São João da Cruz poderia ter dificuldades com esses tipos de pensamento. Ele teve uma vida difícil. Ele foi jogado na prisão por pessoas que ele achava que eram seus amigos, ridicularizado e expulso de sua casa, e acabou morrendo apenas tendo atingido a idade de 45 anos. Ele poderia facilmente ter entrado em desespero, mas, ao invés disso, ele escolheu um caminho diferente. Nada poderia mudar o que aconteceu com ele, mas ele sempre permaneceu firme no controle de sua reação, e sua solução para o problema do desespero foi brilhante. Ele escolheu praticar um hábito saudável de desapego.
São João da Cruz desapegou de perguntar por quê. Ele desapegou da amargura. Ele desapegou da culpa e da amargura. Ele nunca permitiu que sua identidade se tornasse a de uma pessoa que se desespera. A partir do exemplo de sua vida e pensamento, aqui estão alguns benefícios do desapego.
Desapego como forma de receptividade
São João desapegou dos ferimentos do passado, nunca permitindo que o desespero sobre o passado o superasse. Ele se esforçou para soltar isso para que ele pudesse ser totalmente receptivo a qualquer coisa que o futuro pudesse conter. Desta forma, ele estava pronto e com expectativa. Mesmo na prisão, ele conseguiu escrever belas poesias e escritos espirituais que ainda são lidos hoje. Quando nos desapegamos da depressão e do desespero, nós também os deixamos para trás e nos tornamos receptivos a um futuro promissor.

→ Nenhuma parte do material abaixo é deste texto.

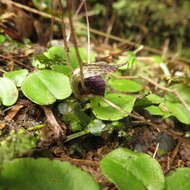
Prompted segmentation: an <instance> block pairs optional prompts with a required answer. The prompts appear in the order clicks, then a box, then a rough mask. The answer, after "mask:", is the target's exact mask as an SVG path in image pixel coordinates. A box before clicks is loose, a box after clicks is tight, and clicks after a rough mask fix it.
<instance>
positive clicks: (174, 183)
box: [166, 168, 190, 190]
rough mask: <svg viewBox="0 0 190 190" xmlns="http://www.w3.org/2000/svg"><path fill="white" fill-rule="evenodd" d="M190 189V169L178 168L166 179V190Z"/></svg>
mask: <svg viewBox="0 0 190 190" xmlns="http://www.w3.org/2000/svg"><path fill="white" fill-rule="evenodd" d="M175 189H177V190H187V189H190V168H178V169H177V170H176V171H175V172H170V173H169V174H168V176H167V177H166V190H175Z"/></svg>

Desapego de identidade falsa
São João poderia facilmente ter desempenhado o papel de um mártir. O que aconteceu com ele foi injusto e errado. Se ele não fosse cuidadoso, ele também poderia ter assumido um pouco desse desespero e permitido que se tornasse parte de sua identidade. Em minhas próprias lutas com a depressão, uma das promessas que fiz a mim mesmo é que nunca permitirei que a depressão me defina. Eu não quero falar sobre isso amplamente. Eu não quero usá-la como desculpa. A depressão não é quem eu sou. Quando nos separamos do falso martírio e da auto-imagem negativa, somos libertos para ser quem realmente somos.
Desapego como forma de amor
São João diz: “O amor não consiste em sentir grandes coisas, mas em ter grande desapego e em sofrer pelo Amado”. Com isso, ele quer dizer que não importa o que sentimos. Mesmo se estivermos profundamente deprimidos ou em desespero, ainda somos capazes de amar. De fato, quando nos separamos desses sentimentos negativos, os superamos e amamos aqueles que nos rodeiam mesmo quando não estamos sentindo isso, é uma forma ainda maior de amor.